Bills introduced in the Tennessee legislature would create a process to determine whether there is probable cause before proceeding with asset forfeiture and close a loophole allowing state and local police to circumvent stringent state asset forfeiture laws by passing cases off to the feds.
Rep. Martin Daniel (R-Knoxville) introduced House Bill 340 (HB340) on Jan. 30. Rep. Frank Niceley (R-Strawberry Plains) introduced a companion in the Senate (SB362) on the same day. The legislation would require the district attorney general to review the underlying circumstances of a seizure to determine if probable cause exists to justify forfeiture. If probable cause cannot be established, the district attorney would be required to file a motion to dismiss the application for forfeiture warrant.
Passage of HB340/SB362 would build on reforms signed into law last year by Gov. Bill Haslam.
Under intense law enforcement opposition, the Republican-controlled legislature killed a bill featuring more robust provisions that would have required a conviction before proceeding with forfeiture.
Passage of HB340/SB362 would also take a big step toward closing a loophole that allows state and local police to get around more strict state asset forfeiture laws in a vast majority of situations. This is particularly important in light of a policy directive issued in July 2017 by then-Attorney General Jeff Sessions for the Department of Justice (DOJ).
A federal program known as “Equitable Sharing” allows prosecutors to bypass more stringent state asset forfeiture laws by passing cases off to the federal government through a process known as adoption. The DOJ directive reiterates full support for the equitable sharing program, directs federal law enforcement agencies to aggressively utilize it, and sets the stage to expand it in the future.

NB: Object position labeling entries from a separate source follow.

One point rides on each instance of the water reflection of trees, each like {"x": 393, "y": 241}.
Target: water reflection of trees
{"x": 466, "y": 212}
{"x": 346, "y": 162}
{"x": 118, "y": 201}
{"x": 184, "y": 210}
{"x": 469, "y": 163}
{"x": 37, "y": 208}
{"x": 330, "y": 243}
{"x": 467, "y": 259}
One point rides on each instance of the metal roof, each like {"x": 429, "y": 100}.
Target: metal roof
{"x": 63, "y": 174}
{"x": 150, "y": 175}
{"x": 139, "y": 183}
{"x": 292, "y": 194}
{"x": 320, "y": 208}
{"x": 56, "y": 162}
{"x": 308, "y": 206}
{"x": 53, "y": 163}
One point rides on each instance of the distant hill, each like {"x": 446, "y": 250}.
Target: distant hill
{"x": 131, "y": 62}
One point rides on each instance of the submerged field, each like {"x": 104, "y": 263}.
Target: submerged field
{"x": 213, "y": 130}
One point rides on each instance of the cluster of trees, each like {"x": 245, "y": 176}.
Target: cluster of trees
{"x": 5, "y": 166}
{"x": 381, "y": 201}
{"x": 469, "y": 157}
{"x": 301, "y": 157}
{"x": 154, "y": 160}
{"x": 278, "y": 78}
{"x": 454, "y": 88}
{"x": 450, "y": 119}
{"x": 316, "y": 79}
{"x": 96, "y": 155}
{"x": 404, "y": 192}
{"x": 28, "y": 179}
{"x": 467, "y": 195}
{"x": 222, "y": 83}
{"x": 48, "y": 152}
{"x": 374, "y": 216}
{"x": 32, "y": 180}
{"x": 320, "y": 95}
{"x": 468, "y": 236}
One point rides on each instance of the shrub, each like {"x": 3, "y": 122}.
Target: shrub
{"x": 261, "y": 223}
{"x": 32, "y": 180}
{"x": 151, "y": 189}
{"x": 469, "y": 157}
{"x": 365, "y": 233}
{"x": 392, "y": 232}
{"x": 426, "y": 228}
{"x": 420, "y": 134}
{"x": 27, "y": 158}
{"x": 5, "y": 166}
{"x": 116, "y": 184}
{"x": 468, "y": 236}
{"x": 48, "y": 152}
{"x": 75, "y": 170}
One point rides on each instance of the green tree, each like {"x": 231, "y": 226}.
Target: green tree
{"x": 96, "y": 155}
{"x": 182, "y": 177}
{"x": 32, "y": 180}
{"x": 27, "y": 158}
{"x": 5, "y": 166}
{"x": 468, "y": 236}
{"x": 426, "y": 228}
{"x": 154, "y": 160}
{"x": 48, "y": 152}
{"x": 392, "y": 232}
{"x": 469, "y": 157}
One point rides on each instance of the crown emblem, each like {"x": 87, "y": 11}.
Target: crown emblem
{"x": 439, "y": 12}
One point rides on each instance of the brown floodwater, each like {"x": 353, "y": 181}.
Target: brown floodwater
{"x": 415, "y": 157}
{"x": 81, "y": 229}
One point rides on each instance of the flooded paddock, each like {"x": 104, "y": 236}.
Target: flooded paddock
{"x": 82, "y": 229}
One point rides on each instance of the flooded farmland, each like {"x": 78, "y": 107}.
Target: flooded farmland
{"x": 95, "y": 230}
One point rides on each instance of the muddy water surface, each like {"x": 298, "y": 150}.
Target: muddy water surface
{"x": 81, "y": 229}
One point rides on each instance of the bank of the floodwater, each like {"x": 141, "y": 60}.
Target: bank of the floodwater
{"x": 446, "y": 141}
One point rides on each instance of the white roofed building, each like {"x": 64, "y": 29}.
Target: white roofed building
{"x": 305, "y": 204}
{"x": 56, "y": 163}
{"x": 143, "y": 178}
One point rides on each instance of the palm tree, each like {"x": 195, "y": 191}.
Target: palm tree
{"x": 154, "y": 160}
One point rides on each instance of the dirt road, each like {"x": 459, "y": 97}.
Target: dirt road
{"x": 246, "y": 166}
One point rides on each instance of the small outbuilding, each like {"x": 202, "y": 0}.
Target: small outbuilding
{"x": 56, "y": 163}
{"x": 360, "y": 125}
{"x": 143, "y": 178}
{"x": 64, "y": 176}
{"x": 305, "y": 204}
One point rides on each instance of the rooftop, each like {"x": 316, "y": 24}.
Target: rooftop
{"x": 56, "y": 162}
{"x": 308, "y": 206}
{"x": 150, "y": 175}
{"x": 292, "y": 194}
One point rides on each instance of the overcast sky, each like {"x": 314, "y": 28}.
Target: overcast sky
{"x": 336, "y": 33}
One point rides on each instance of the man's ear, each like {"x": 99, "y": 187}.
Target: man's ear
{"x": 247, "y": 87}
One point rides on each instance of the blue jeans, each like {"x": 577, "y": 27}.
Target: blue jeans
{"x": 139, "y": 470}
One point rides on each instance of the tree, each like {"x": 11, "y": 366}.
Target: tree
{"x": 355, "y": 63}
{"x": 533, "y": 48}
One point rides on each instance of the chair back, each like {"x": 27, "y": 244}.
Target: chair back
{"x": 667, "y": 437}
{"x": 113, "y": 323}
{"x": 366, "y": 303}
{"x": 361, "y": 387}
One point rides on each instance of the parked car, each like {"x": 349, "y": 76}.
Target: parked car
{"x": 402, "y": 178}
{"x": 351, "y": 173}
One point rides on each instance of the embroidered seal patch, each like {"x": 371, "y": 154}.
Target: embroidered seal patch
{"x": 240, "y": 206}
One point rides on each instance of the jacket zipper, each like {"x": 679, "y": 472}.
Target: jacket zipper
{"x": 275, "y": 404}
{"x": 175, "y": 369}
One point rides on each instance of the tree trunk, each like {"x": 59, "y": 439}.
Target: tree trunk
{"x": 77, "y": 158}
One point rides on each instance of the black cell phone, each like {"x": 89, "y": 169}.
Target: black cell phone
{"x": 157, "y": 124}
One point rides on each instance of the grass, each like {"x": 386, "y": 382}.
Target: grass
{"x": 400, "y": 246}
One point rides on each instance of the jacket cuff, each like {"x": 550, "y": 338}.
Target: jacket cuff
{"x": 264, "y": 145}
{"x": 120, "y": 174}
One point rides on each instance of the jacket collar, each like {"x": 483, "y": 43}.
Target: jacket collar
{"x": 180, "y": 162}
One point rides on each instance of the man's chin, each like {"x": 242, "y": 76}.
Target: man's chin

Law enforcement agencies can circumvent more strict state forfeiture laws by claiming cases are federal in nature. Under these arrangements, state officials simply hand cases over to a federal agency, participate in the case, and then receive up to 80 percent of the proceeds. However, when states merely withdraw from participation, the federal directive loses its impact.
Until recently, California faced this situation. The state has some of the strongest state-level restrictions on civil asset forfeiture in the country, but state and local police were circumventing the state process by passing cases to the feds. According to a report by the Institute for Justice, Policing for Profit, California ranked as the worst offender of all states in the country between 2000 and 2013. In other words, California law enforcement was passing off a lot of cases to the feds and collecting the loot. The state closed the loophole in 2016.
HB340/SB362 included language that would close the loophole in most situations.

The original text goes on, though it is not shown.